С патроном мы встретились на другой день после катастрофы, в Колоне, на Панамском перешейке, куда он приехал из Ванкувера, услыхав о печальных событиях.
Радость, которую он испытал, увидев нас здравыми и невредимыми, смягчила для него горечь катастрофы. После первых приветствий и обмена впечатлениями он усадил нас за составление обстоятельной телеграммы в «2000 год». За ней должен был последовать подробный рассказ о наших похождениях.
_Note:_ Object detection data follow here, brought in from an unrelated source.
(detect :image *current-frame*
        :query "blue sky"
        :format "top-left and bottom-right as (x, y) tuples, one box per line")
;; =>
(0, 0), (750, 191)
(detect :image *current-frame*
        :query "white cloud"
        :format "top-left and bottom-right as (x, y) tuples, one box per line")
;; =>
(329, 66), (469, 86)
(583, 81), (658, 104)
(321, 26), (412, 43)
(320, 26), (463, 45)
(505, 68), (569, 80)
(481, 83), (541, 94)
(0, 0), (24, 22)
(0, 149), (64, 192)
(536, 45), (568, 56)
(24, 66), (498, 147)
— Печальное, трагическое происшествие — говорил он. — Катастрофа, которая может иметь самые неожиданные последствия. Она подстрекнет решимость Китая, готового бросить свои полчища на Европу: его удерживало только опасение морской экспедиции, которая теперь не состоится… Прискорбная, прискорбная неудача! Только в «2000 году» появятся точные сведения о причинах катастрофы и об ее осуществлении. Как я рад вашему спасению, друзья мои… Никому ничего толком неизвестно; в сегодняшних газетах сообщается по этому поводу невообразимый вздор. Завтра же наша газета разъяснит Европе и Америке японскую каверзу. Воображаю успех номера! Колоссальный тираж! Да, в высшей степени трагическое происшествие. Составляйте депешу, друзья мои… Какое счастье, что вы спаслись…
Мы были очень тронуты привязанностью патрона. Нужно ли прибавлять, что взамен чековых книжек, отобранных японцами, в наших карманах появились новые?
Последствия катастрофы были именно таковы, каких следовало ожидать. На год, самое меньшее месяцев на десять, суда Непобедимой Армады были осуждены беспомощно лежать на боку, на обмелевшем дне канала. На суше американцам удалось отразить нашествие японцев из Калифорнии, так как преемники Эриксона, Ронбиггер и Берк, с успехом продолжали применять его изобретения. На некоторое время в военных делах наступило затишье. Мы решили вернуться в Европу, где 10 января должна была собраться в Париже конференция представителей европейских держав для обсуждения последствий панамской катастрофы и присоединения Китая к Японии. В самом деле, последнее фактически уже состоялось. Известие о судьбе европейского флота вызвало в Китае взрыв радости и бурное движение против белых, в котором погибли сотни иностранцев. Сорокамиллионная — так, по крайней мере, определялся размер по европейским сведениям — китайская армия спешно мобилизовалась, и ее авангард уже сосредоточился на границе с Россией.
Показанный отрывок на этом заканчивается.